Wall Street apre in calo: Nasdaq perde lo 0,65%
Wall Street ha aperto in ribasso, contraddicendo l’ottimismo per possibili nuovi accordi commerciali. Scott Bessent, segretario al Tesoro degli Stati Uniti, ha annunciato alla CNBC che diversi accordi verranno rivelati entro le prossime 48 ore. Tuttavia, le minacce del presidente Donald Trump di imporre un dazio del 10% sui paesi che si allineano con le ‘politiche antiamericane dei BRICS’ – vale a dire Brasile, Russia, India e Cina – hanno avuto un impatto negativo.
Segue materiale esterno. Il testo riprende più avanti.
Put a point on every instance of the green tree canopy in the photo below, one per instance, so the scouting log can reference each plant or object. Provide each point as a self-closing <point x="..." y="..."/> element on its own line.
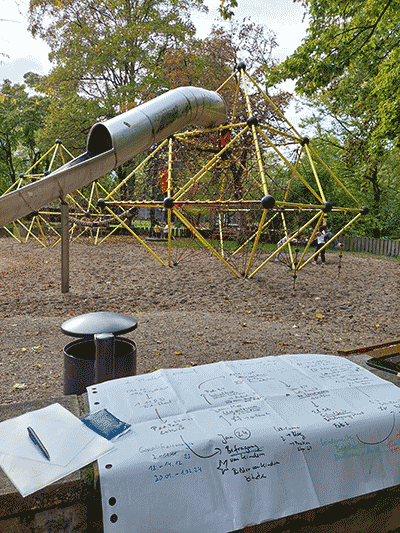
<point x="107" y="56"/>
<point x="21" y="116"/>
<point x="347" y="68"/>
Nonostante Trump non abbia specificato quali politiche dei BRICS siano nel mirino, l’incertezza ha pesato sui mercati. Durante la scorsa settimana, Wall Street ha registrato performance positive, con lo S&P 500 e il Nasdaq Composite che hanno chiuso venerdì ai massimi storici. Tuttavia, l’inizio di questa settimana vede il Dow Jones in calo di 79,96 punti (-0,18%), lo S&P 500 in discesa di 24,99 punti (-0,40%) e il Nasdaq Composite in perdita di 133,80 punti (-0,65%).
Nel frattempo il prezzo del petrolio WTI al Nymex è salito dello 0,73%, raggiungendo i 67,49 dollari al barile. Sul fronte azionario, Tesla ha subito un calo del 7% dopo che il CEO, Elon Musk, ha annunciato l’intenzione di fondare un nuovo partito politico. Musk ha dichiarato che il partito, denominato ‘America Party’, potrebbe concentrarsi su ‘soli 2 o 3 seggi al Senato e 8-10 distretti della Camera’, ritenendo che questo possa essere ‘sufficiente per fungere da voto decisivo su leggi controverse, garantendo che servano la vera volontà del popolo’.